An Athlete’s Insight Into Winter Training

Outrigger Canoeist, Triathlete and World Level Masters Swimmer, Champion Robyn Saultry, has a lifetime’s worth of experience. Her recent titles include 3rd place in the 2015 World Pa’a Kaiwi Channel 41 mile Relay OC1, 3rd in the Kauai World Challenge 34 mile coastal relay and 4th in the 2016 World Championship Molokai Solo. To achieve and retain her first-class performance Robyn trains vigorously throughout the year, come rain or shine. Robyn shares below the realities of what this entails, in particular, the harsh conditions when training in the winter.
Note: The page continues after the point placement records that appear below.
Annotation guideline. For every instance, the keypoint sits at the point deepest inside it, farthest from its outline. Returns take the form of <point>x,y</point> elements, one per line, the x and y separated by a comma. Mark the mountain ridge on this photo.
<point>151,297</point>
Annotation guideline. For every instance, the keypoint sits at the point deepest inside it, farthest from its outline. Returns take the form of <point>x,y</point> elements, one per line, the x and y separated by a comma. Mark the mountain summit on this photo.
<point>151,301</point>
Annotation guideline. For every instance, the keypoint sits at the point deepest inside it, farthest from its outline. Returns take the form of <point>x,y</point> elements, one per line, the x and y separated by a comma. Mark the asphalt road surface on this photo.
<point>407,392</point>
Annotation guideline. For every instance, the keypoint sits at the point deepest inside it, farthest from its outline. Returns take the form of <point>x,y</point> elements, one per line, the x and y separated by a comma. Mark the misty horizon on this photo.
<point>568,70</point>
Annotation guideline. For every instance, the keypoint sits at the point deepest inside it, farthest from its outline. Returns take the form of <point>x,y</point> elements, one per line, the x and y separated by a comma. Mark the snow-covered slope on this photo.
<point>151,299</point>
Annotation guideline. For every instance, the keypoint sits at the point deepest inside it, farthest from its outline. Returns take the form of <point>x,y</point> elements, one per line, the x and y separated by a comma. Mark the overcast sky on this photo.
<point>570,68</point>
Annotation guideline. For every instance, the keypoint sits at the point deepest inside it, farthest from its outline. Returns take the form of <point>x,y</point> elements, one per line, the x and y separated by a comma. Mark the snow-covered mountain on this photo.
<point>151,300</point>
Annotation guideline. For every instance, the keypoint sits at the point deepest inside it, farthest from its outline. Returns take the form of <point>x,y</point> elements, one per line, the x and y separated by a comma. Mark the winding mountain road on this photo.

After a long and taxing build to completing my first ever Molokai Solo at an age most are retired and sitting on the couch, I am now amidst a serious recovery phase and planning my next six months of the year.

Winter training as a paddler can often be a difficult task. Experiencing sub ten degree mornings with strong chilling winds means that sometimes it takes hours to warm up the extremities after training. Attempts to stay warm by layering up with thermal gear, a beanie and wetsuit boots does help but being wet throughout not only training but packing up as well, can be incredibly cold. Training in cooler temperatures can be detrimental to an individual’s performance. The body has a number of thermoregulatory responses to cope with temperature changes, such as vasoconstriction (redirection of blood from the periphery to protect and maintain homeostasis in the core) and thermogenesis (shivering). The cold affects individuals very differently, factors such as age, gender, body composition and exercise account for some of the differences.
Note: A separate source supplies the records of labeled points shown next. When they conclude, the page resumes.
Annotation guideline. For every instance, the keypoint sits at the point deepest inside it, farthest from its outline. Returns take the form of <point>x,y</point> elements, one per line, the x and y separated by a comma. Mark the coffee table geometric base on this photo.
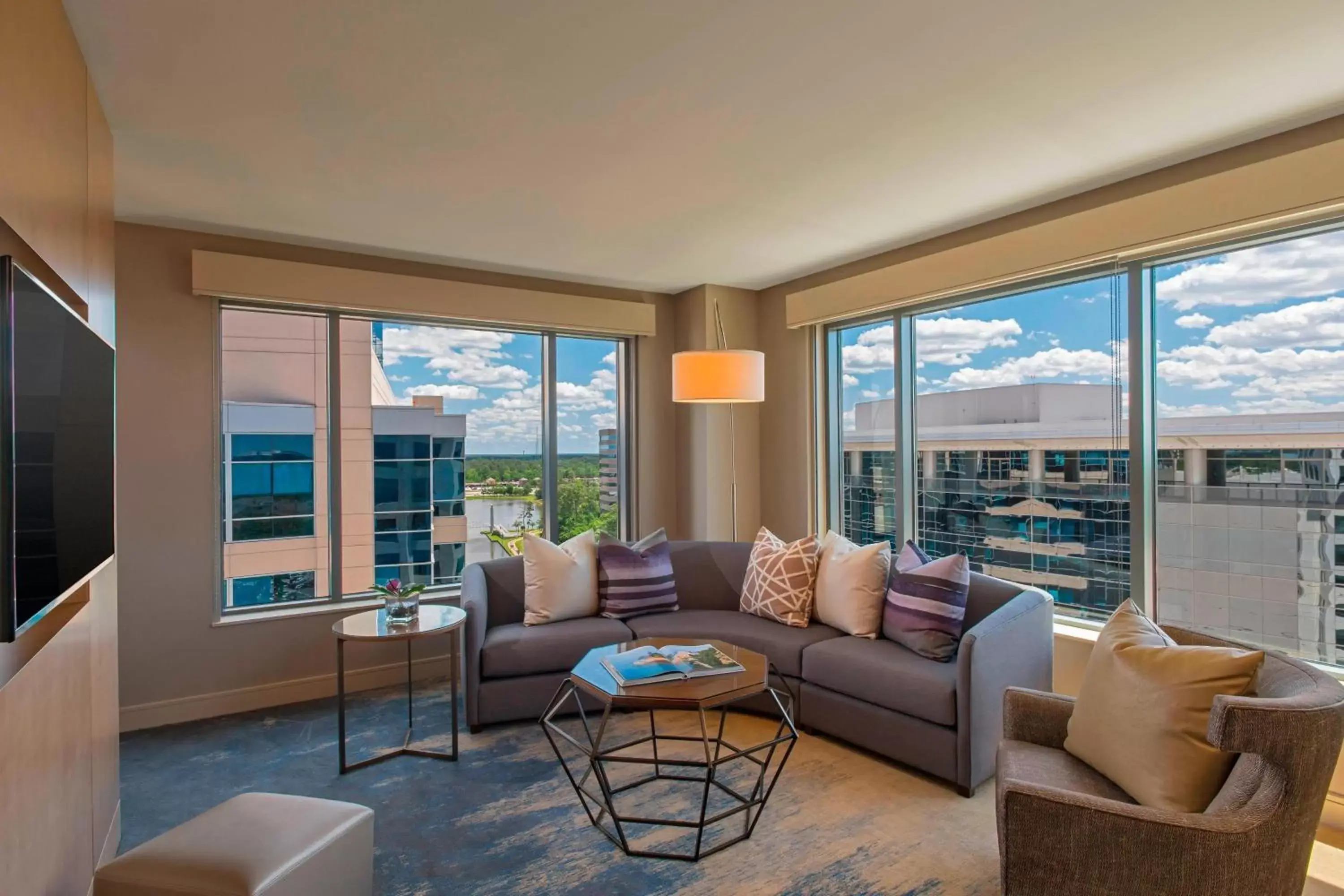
<point>718,753</point>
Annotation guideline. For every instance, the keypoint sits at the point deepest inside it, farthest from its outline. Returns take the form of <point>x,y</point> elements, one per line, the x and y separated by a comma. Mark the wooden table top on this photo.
<point>690,694</point>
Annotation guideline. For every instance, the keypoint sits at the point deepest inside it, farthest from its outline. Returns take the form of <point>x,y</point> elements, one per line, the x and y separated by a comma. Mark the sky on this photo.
<point>1257,331</point>
<point>495,379</point>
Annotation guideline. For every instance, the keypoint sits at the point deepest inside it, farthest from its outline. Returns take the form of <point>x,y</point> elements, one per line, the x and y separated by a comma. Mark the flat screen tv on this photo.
<point>57,437</point>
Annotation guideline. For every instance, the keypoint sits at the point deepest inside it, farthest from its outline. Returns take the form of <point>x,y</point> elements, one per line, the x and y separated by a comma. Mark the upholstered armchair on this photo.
<point>1065,829</point>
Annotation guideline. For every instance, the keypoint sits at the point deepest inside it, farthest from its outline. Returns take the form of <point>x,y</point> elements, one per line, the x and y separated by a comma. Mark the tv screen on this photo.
<point>57,505</point>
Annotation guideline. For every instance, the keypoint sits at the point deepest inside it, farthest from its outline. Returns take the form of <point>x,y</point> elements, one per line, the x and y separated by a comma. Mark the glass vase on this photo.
<point>401,610</point>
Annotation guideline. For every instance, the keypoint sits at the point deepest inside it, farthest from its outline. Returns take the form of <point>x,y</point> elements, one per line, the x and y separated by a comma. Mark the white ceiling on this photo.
<point>662,144</point>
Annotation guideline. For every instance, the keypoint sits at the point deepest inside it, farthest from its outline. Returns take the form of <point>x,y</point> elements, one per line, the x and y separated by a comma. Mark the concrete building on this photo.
<point>402,466</point>
<point>1033,482</point>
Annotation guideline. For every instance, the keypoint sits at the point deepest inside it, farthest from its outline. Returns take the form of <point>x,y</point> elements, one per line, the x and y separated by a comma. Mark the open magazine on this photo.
<point>670,663</point>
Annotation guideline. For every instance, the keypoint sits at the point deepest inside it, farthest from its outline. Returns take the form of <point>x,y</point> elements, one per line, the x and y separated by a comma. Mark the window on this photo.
<point>1021,450</point>
<point>1018,425</point>
<point>1250,389</point>
<point>452,443</point>
<point>273,453</point>
<point>589,460</point>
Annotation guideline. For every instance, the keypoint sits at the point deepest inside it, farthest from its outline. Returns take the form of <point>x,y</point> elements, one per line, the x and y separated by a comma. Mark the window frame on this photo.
<point>1140,315</point>
<point>338,598</point>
Training throughout Winter still entails a 4:30am arrival for mid-week paddle training. The sessions are a little shorter and less intense, with predominantly a technique focus to allow me to fine tune areas of my stroke that need improving. There is always something to work on, and this time of year is the perfect time to practice and develop good habits. This training phase is of great importance because avoiding bad biomechanics can reduce the injury risk later on as the duration and intensity of training increases. The dry-land training continues throughout Winter too. Stationary bike work to maintain cardiovascular fitness and weights, focusing on the rehabilitation of my troublesome shoulders and to balance out the muscle groups. Stretching, rolling, massage and physio all continue with the main aim of getting my body ready for the next increase in volume through both training and races.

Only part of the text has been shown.